Brian, that's nice. However, it has absolutely nothing to do with this law. You can help people all you want. No one is stopping you from helping anyone, anytime you like. Before this bill passed, you could help people. After the bill passed, you could still help people. This law does not affect you helping people in any way, shape or form.
Except -- the bill actually stops ME from helping people! It takes away money from me that I could have used to help people. This bill takes money from people who earned it -- that is NOT helping people. Making people into slaves to government does not help people. Brian, you go ahead and help people -- but by what right do you claim MY money to help them?
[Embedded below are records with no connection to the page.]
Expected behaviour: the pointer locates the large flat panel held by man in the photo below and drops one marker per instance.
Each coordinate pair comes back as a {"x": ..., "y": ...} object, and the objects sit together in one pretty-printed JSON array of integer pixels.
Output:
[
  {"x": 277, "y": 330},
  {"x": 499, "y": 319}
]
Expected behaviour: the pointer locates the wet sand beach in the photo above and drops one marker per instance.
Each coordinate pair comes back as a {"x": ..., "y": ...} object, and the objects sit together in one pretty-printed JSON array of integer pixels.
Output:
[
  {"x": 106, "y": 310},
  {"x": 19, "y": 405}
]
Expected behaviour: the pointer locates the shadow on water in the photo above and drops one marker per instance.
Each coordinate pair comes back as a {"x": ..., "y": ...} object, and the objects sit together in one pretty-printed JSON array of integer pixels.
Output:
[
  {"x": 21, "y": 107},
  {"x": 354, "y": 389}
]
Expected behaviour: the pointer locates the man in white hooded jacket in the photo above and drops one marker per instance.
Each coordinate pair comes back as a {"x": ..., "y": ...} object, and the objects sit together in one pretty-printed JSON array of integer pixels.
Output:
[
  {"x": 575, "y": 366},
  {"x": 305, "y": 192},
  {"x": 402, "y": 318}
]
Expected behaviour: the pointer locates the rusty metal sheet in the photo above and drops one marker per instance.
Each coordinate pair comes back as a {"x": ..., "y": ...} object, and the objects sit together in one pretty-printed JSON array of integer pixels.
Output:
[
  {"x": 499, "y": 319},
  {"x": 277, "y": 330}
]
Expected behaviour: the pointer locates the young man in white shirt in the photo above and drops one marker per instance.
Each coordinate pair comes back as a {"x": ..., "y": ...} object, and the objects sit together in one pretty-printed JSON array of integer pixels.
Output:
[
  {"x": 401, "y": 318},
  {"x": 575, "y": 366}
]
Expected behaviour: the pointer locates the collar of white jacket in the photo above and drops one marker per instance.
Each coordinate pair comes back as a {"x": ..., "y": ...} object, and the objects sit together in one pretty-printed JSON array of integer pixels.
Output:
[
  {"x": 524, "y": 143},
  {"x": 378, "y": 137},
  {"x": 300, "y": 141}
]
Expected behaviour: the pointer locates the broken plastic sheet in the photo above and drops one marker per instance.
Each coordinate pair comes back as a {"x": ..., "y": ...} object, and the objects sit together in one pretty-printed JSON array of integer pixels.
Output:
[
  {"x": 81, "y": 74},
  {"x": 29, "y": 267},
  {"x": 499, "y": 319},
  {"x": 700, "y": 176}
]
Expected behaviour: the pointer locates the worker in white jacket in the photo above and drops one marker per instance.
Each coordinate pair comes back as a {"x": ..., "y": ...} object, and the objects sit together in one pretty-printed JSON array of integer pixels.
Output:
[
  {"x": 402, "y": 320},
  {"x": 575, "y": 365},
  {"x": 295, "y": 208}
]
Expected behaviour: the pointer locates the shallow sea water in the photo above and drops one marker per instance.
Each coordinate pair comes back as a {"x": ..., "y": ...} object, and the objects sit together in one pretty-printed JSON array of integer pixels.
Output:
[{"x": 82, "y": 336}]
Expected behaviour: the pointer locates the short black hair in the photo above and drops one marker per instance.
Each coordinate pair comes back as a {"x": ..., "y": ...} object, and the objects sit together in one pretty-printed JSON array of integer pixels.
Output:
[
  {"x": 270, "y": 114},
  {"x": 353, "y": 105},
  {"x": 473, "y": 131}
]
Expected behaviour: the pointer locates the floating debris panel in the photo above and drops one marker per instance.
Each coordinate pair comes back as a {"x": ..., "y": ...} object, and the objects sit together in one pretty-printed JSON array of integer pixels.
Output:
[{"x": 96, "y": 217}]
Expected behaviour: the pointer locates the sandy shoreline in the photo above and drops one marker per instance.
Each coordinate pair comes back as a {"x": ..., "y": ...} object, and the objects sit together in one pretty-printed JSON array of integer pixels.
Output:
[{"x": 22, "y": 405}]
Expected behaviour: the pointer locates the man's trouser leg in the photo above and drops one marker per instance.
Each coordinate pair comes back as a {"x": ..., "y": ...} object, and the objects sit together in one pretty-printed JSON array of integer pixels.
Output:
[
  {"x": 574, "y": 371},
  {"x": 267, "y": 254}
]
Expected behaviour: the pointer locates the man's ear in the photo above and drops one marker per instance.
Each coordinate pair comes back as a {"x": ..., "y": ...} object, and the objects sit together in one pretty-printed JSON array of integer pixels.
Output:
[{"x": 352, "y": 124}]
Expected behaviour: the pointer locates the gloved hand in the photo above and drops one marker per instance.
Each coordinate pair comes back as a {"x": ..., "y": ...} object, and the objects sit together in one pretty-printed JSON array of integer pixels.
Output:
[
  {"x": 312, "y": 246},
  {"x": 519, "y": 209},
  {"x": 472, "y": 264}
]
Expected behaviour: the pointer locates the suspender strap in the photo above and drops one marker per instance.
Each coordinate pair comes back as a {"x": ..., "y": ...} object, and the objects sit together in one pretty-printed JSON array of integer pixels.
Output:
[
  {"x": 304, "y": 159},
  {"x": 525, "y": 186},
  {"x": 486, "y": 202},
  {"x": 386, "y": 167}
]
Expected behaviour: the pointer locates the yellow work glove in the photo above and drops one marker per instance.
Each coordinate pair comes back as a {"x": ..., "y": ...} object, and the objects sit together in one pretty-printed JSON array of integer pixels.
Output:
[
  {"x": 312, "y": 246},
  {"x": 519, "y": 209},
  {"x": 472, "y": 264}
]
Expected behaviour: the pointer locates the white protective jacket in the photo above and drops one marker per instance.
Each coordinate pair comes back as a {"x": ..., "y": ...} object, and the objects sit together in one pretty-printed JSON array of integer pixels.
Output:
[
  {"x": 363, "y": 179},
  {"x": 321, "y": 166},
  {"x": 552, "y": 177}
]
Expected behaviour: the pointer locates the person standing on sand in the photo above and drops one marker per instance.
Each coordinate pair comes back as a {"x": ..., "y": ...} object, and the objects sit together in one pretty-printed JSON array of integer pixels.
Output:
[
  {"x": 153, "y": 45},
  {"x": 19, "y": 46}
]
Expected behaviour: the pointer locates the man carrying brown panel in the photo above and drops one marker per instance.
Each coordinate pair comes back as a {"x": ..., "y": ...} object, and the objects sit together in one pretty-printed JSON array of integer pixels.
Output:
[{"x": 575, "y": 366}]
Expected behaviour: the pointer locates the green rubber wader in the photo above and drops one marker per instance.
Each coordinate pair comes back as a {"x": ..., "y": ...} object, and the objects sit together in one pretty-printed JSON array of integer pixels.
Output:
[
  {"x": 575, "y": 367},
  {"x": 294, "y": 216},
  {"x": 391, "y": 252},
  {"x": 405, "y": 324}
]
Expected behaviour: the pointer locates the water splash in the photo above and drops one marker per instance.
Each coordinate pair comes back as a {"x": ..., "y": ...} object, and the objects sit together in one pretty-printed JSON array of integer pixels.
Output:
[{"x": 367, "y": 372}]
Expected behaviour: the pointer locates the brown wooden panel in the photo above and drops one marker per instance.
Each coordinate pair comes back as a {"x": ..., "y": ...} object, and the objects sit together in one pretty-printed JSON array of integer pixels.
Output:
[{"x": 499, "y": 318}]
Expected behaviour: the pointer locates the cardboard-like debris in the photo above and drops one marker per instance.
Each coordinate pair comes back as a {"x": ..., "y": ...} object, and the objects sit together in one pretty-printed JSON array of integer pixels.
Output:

So, Brian, you want to help people but you don't want to use YOUR money, you want to use MY money. In a free country (which we are clearly no more) that's called robbery. Since the government is doing it and I will go to jail if I fail to comply, that's armed robbery. And unfortunately, I cannot call the police to protect my property, because it's the police that are taking it.
Peter Porcupine, another resident of the totalitarian republic of Massachusetts weighs in with some more of the reasoning behind the law:
The rationale behind the plan - and I'm not wild about it - is that every other solution offered has involved a surcharge on employers, general tax, etc. And we DO pay now, through the Uncompensated Care Pool which funds hospital emergency rooms.Instead of just whacking businesses again, for the first time, this places the responsibility on the INDIVIDUAL to provide for their own health insurance. When I was an agent (full disclosure) all the twenty-somethings who thought they were invincible refused the coverage - until they fell off a roof or something and wound up in...the Uncompensated Care Pool, which was a taxpayer black hole.
I realize it violates libertarian principles to be forced to purchase coverage - but hospitals cannot turn you away and this is a damn sight better than the usual 'soak the business' solution.
Sorry, Peter, you're falling into that same liberal trap -- the trap that says government is good, no matter what it does, so if there's a problem, the solution MUST be more government -- and that is bad.
No, armed robbery of citizens is NOT a good solution at all.
By what right does the state claim my money at all? Why is it my obligation to take care of everyone else's medical care? You do not have a right to medical care, free or otherwise, in any free society, period. To claim that you have that right means that you have the right to the labor of another man -- and that's just completely wrong.
If you take care of yourself, eat right, exercise, avoid smoking and high risk activities your whole life; but I do everything poorly, including many high risk activities, how it is right for me to force you to pay for my medical care? The people who are good and right are being forced to pay for those who are not -- and that's utterly and completely wrong.
I yearn and desire freedom -- a freedom to actually be responsible for myself. I want a freedom where I can take care of myself health wise and not be financially punished for it. I want the freedom to take the money I work for and help those who *I* want to help, rather than those who are wasteful and unproductive.
And yes, Brian, I find it incredibly ironic that Massachusetts, one of the birthplaces of freedom, would be one of the first states to work so hard to completely and totally remove freedom.